Targeted Delivery of Imaging Probes for In Vivo Cellular Imaging

Electron paramagnetic resonance (EPR) imaging is a technique for studying molecules that have one or more unpaired electrons, such as organic and inorganic free radicals or complexes with a transition metal ion. EPR may be thought of as analogous to MRI, except that it measures the excitation of electron spins instead of atomic nuclei. Given that most stable molecules have all their electrons paired, EPR is less widely used than MRI. However, EPR can be a very specific measurement technique with use of the right probe. The UMB inventors designed nitroxide ester-based probes to be retained in the cell longer at physiological conditions, and this innovation helps make in vivo EPR imaging feasible. The present UMB invention expands on a related technology (UMB ref: JK-2007-064), with the addition of new compounds, including isotopically labeled versions of the probes, and encapsulation of the probes inside liposomes for in vivo cellular imaging by EPR. In the liposome, the nitroxides are concentrated and their EPR signal is quenched so that the liposome is "dark" from an imaging perspective. Upon release from the liposome into the cell, nitroxides produce a strong signal that can be accurately correlated with local oxygen concentration, microviscosity, and other cellular properties. In applying this technology to tumor imaging, the surface of the liposome is decorated with antibody domains specific for antigens on the surface of tumor cells. This strategy has been nicely demonstrated by the UMB inventors in a cell line overexpressing HER2, which showed bright intracellular signaling after incubation with anti-HER2 immunoliposomes delivering the probe, versus no signal observed in control cell lines. The inventors envision use of this targeted imaging technology to detect tumors and metastases and to measure physiological properties of tumor cells.
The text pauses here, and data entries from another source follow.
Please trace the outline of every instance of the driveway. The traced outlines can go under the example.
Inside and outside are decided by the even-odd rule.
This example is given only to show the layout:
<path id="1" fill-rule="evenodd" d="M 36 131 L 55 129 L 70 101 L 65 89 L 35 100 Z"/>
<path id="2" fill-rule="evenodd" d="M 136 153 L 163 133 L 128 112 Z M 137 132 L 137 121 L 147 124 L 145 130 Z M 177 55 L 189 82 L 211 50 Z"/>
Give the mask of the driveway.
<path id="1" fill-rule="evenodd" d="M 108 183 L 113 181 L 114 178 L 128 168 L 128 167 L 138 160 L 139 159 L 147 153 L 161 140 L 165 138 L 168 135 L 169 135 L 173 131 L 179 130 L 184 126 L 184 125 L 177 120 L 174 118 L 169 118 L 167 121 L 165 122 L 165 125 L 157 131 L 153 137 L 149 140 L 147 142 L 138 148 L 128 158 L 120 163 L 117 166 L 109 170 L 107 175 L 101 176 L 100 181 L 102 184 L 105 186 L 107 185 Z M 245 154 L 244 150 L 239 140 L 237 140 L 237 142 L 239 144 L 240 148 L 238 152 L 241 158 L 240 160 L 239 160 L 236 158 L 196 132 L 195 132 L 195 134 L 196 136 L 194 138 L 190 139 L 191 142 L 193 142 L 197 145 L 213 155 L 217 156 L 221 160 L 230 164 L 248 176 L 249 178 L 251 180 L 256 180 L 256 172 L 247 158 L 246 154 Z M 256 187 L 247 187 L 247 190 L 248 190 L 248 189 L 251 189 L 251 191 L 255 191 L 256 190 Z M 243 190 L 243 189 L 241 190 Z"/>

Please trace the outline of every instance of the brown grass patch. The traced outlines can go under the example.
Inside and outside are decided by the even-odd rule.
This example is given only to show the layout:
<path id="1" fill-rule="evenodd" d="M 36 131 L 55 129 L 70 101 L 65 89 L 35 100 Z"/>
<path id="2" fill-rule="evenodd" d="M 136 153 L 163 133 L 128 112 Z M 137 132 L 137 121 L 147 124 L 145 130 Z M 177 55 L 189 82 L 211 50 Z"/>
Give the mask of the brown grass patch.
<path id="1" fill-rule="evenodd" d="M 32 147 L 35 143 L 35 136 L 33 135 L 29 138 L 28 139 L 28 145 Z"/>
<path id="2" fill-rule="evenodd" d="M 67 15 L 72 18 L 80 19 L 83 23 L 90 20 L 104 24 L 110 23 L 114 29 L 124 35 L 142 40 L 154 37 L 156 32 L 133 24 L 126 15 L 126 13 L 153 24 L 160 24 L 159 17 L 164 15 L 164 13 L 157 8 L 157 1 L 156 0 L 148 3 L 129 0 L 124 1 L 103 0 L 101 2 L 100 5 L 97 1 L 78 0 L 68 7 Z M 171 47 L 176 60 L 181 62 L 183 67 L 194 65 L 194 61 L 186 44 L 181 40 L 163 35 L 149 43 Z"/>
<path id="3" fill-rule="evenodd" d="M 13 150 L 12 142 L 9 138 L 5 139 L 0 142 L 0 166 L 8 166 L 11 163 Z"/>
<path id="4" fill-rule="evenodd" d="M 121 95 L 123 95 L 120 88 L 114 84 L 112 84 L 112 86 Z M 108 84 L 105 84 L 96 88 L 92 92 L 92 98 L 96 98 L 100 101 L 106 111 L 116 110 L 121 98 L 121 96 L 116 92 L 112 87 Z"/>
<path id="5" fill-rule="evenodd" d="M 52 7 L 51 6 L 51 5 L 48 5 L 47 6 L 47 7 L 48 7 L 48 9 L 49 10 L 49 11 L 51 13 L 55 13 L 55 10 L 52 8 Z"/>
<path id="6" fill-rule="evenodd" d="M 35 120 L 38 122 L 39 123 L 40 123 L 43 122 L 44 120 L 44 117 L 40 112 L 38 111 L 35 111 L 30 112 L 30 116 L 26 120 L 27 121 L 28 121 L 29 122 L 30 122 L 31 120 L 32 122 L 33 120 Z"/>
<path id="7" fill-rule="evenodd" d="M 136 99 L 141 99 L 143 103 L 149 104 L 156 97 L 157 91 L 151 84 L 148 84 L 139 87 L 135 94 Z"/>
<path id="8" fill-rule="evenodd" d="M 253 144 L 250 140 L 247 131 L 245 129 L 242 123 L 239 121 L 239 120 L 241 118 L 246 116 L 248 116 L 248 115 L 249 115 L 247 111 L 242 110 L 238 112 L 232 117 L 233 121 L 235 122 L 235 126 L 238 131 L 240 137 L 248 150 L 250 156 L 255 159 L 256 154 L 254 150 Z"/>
Imaging biomarkers are increasingly recognized as important and useful tools to be applied across the spectrum of drug discovery and development (e.g., target validation, pharmacokinetic assessment, or prognostic indicator). An imaging biomarker may even be developed as a companion diagnostic. A new industry emphasis is highlighted by creation of the Society for Nuclear Medicine's Clinical Trials Network in 2008, with over 200 biomarker manufacturers and 230 imaging centers registered by end of 2010. The goal is to establish standardized protocols and to provide a resource of IND applications that will be available for cross-reference in clinical trials. Another collaborative effort is the Biomarkers Consortium, a public-private partnership managed by the Foundation for the National Institutes of Health. Three of the consortium's ongoing projects involve imaging biomarkers, such as the evaluation of fluorodeoxyglucose-positron emission tomography (FDG-PET) as a clinical biomarker in non-small cell lung cancer and non-Hodgkin's lymphoma. Imaging is often used in oncology clinical trials to determine the size of a tumor, or to assess its proliferation and metabolism, which can be related to treatment response. Emerging areas also include measurements of tumor angiogenesis, levels of hypoxia, and apoptosis.(Business Insights report, July 2010).


Targeted delivery of nitroxide probes to enable new imaging modalities for quantitative physiological measurements.

Stage of Development

In vivo proof-of-concept of liposome delivery in progress to demonstrate efficacy for tumor imaging in xenograft models. Several novel nitroxide probes have proven useful in animal models for quantification and mapping of oxygen status in the brain. Isotopically labeled nitroxide probes have recently been tested and show further enhanced sensitivity.

R&D Required

Completion of in vivo proof-of-concept of liposome delivery to further develop as pre-clinical tool. For ultimate clinical use, a clinical-grade device for EPR measurement will be required.